The only constraint for now is that torchvision models are torchscript-compatible, and we would love to keep this still the case for future models. This might add some extra complexity while training the models.

Apart from that, adding a RetinaNet version in torchvision is definitely a welcome feature. You might want to have a look at in the implementation in maskrcnn-benchmark to get some initial inspiration.

Let me know if you need further pointers.

fmassa on 19 Dec 2019

The only constraint for now is that torchvision models are torchscript-compatible, and we would love to keep this still the case for future models. This might add some extra complexity while training the models.

I will look into this, but I aim to first have a running version.
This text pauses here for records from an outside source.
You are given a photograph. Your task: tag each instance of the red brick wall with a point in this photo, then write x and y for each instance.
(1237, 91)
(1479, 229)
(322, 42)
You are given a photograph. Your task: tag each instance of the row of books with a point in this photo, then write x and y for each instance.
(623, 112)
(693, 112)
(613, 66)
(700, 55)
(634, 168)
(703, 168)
As a rough outline, what would it mean to be torchscript-compatible?

Apart from that, adding a RetinaNet version in torchvision is definitely a welcome feature. You might want to have a look at in the implementation in maskrcnn-benchmark to get some initial inspiration.

I see. This is an outdated implementation of retinanet I take it?
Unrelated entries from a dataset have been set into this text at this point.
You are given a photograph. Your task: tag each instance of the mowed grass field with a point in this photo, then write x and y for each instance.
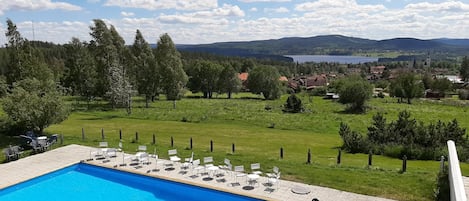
(245, 121)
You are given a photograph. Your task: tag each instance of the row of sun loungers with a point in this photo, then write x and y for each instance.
(206, 167)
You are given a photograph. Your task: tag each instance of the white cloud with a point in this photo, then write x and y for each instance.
(276, 10)
(164, 4)
(31, 5)
(230, 23)
(57, 32)
(253, 1)
(346, 5)
(127, 14)
(214, 16)
(448, 6)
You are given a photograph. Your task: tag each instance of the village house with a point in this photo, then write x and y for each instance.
(309, 82)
Let me know if you need further pointers.

For now I think I got my hands full. I have an advantage of knowing the retinanet network well, but I'm still getting accustomed to pytorch and torchvision :). When I have something to share I will open a pull request so that we can continue the discussion there. Thanks for the offer!

hgaiser on 19 Dec 2019

@hgaiser

As a rough outline, what would it mean to be torchscript-compatible?

being torchscript-compatible means that it can be converted to run on C++ (and mobile) devices without having to modify the code. But this also means that not all Python constructs are supported.
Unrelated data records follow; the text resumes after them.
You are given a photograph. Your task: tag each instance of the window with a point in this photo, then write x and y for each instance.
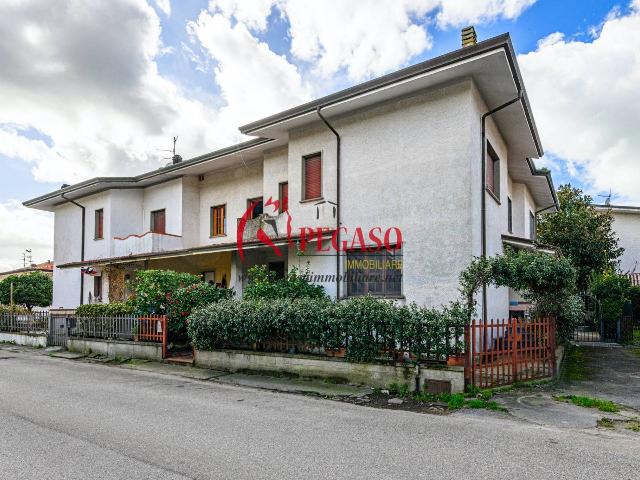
(99, 225)
(312, 177)
(97, 287)
(218, 221)
(158, 224)
(493, 171)
(209, 277)
(374, 273)
(532, 226)
(284, 197)
(255, 204)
I see. This is an outdated implementation of retinanet I take it?

The implementation in maskrcnn-benchmark can be used as a reference, and is not maintained anymore. Parts of the implementation in torchvision of RPN are similar to RetinaNet, and I think that most of the code should be shared. Basically, I think that we should only slightly modify the implementation in RPN to support RetinaNet, see https://github.com/facebookresearch/maskrcnn-benchmark/pull/102

When I have something to share I will open a pull request so that we can continue the discussion there. Thanks for the offer!

Sure! And let us know if you have other questions, regarding design for example, so that we can iterate quicker. One thing to keep in mind is that the code should work for training as well.

fmassa on 20 Dec 2019

being torchscript-compatible means that it can be converted to run on C++ (and mobile) devices without having to modify the code. But this also means that not all Python constructs are supported.

I feel I will cross this bridge once the python implementation is done ;D

The implementation in maskrcnn-benchmark can be used as a reference, and is not maintained anymore. Parts of the implementation in torchvision of RPN are similar to RetinaNet, and I think that most of the code should be shared. Basically, I think that we should only slightly modify the implementation in RPN to support RetinaNet, see facebookresearch/maskrcnn-benchmark#102

I'm currently trying to re-use as much of the existing code as I can (extending GeneralizedRCNN for example), but I'm doubting a bit if it makes sense in some parts. I am planning to make a proposal for what design I feel makes sense and then open a PR as a platform for discussion. I hope to have that done today. My goal is to have the general idea implemented; testing the model will probably happen at a later time. Would this work for you or would you like to be involved in the design at an earlier time?